Wednesday marked the third year — and the third superintendent — of delivering the story to the seven-member school board.
This time, though, it doesn’t appear the district can get by with massive cuts to staffing like two years ago or a slight reduction in strategic places like this past June’s proposal. Simply put, those things have already been done.
“In years past, you’ve cut deeply,” Superintendent Lynn Fusco said. “This really cuts at the core of what we do as educators. Right now, we’re looking at reorganizing the district. We can’t just keep cutting.”
The district now faces an almost insurmountable deficit between expected income and projected spending, though the assertion only takes into account preliminary state budget figures. As it stands, the district needs to make enough changes to counter a $3.7 million increase in spending from the current year’s adopted plan of $62.4 million.
This year’s increase is due to the increased cost of staffing. Contractual pay hikes and an unforeseen mandatory increase in funding the teacher retirement pension contributed $2.5 million by itself. The projected spending even includes a $24,000 reduction in central office spending.
Unless there’s major changes coming from Albany, which officials are begging for and lobbying through several channels, Niagara-Wheatfield has two ways of overcoming its obstacle. It can either raise taxes on property holders or cut spending to bring the figure down to where it meets revenue projections. Likely, the district will end up doing some of both.
How hard will it be for the district to make the cuts, though? Fusco laid out a series of non-mandated items to use only as an example.
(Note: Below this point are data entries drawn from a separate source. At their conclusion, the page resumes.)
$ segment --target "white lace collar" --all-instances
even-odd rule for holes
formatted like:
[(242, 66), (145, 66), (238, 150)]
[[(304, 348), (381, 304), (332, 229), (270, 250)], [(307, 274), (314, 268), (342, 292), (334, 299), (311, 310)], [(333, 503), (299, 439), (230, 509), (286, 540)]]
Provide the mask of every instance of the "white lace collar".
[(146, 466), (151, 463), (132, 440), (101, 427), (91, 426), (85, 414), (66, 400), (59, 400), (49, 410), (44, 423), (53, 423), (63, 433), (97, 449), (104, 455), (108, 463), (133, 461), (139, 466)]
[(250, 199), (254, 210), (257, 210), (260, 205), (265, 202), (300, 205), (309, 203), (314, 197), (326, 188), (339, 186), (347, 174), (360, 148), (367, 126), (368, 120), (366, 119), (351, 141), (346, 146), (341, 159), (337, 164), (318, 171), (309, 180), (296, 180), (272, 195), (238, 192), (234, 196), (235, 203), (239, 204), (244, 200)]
She listed bus purchases, coaching stipends, club advisors, fifth-grade band and lessons, kindergarten, a restructuring of the buildings and grounds department, chorus in grades three through five, speech, technology reductions, administrative cuts, elementary art and instrumental music instruction, all high school electives and elementary teacher cuts to push class sizes near 30 students per room and still couldn’t get a number matching the deficit the district faces heading forward.